As the infrastructure evolved, monitoring, alerting, and security scanning became critical components. Special vulnerability scanning was implemented using StackRox and Anchore/Grype to ensure all bare metal systems, VMs, and containers were accounted for and properly scanned. Given the diverse setup, this required crafting custom solutions to meet all requirements.
To maintain continuous compliance, OpenSCAP was employed for ongoing compliance testing, and Puppet was used as a continuous configuration management system. This ensured a high level of security and compliance across the entire infrastructure.
Challenges:
- Consolidating disparate systems with varying configurations and RHEL versions.
- Automating provisioning and maintenance processes.
- Ensuring high security and compliance standards for critical systems.
- Adapting to a diverse setup involving different container platforms and virtualization technologies.
- Managing secure file exchange and interfacing with external partners.
Solutions and Innovations:
- Standardizing provisioning and maintenance through automation with Puppet and Ansible.
- Implementing robust security measures with SELinux, FIPS, and continuous compliance testing.
- Crafting custom solutions for comprehensive vulnerability scanning across all platforms.
- Introducing operational models to provide flexible infrastructure options for different departments.
- Utilizing Jira and Confluence to enhance internal processes and collaboration.
- Ensuring secure file exchange and interfacing with external partners using GCS and SFTP.
Outcomes and Benefits:
- Consolidated and standardized infrastructure, improving operational efficiency and reliability.
- Enhanced security posture, meeting multiple compliance standards.
- Streamlined provisioning and maintenance processes through automation.
- Flexible operational models, allowing departments to choose IaaS, PaaS, or SaaS as needed.
- Improved internal processes and collaboration with the introduction of Jira and Confluence.
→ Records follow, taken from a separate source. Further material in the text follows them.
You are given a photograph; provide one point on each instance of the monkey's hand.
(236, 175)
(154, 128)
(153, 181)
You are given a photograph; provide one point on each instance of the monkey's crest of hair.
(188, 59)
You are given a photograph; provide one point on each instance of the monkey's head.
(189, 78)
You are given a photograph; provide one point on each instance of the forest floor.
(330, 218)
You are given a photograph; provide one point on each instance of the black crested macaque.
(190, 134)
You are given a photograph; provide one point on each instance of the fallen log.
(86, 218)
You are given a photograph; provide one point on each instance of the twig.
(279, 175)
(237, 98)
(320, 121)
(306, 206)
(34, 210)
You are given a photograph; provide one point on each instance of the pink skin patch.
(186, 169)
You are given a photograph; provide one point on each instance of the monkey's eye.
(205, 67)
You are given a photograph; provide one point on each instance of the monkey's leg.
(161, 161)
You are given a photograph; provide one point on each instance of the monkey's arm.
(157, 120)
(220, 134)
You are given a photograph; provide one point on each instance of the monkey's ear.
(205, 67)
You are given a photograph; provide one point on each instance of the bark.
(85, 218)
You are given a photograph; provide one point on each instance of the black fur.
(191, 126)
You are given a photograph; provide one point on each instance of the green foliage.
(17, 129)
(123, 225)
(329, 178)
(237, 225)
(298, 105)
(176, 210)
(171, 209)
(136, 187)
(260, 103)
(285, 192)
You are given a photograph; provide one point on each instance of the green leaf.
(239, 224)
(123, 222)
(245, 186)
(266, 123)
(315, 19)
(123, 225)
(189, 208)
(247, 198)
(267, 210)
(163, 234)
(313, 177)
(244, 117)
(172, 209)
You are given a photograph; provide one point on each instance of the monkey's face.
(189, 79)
- Secure file exchange and effective interfacing with external partners.
Lessons Learned:
- The importance of standardizing processes to achieve consistency and efficiency.
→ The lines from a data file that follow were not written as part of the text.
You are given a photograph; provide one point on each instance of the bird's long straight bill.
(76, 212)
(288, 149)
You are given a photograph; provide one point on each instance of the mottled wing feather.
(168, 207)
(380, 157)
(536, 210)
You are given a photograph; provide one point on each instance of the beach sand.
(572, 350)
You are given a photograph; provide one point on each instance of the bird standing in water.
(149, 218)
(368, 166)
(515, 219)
- The need for continuous security and compliance measures in managing critical systems.
- The value of leveraging automation tools to streamline operations.
- The benefit of flexible operational models to meet varying departmental needs.
- The critical role of secure interfacing with external partners in maintaining data integrity and security.
Conclusion: The project to consolidate and secure critical systems for a leading Swiss bank was a significant success. Through meticulous planning, innovative solutions, and continuous improvement, the team transformed the bank’s infrastructure into a standardized, secure, and efficient environment. The introduction of new operational models, internal tools, and secure interfacing with external partners further enhanced the bank’s capabilities, setting a benchmark for managing and securing critical IT infrastructures.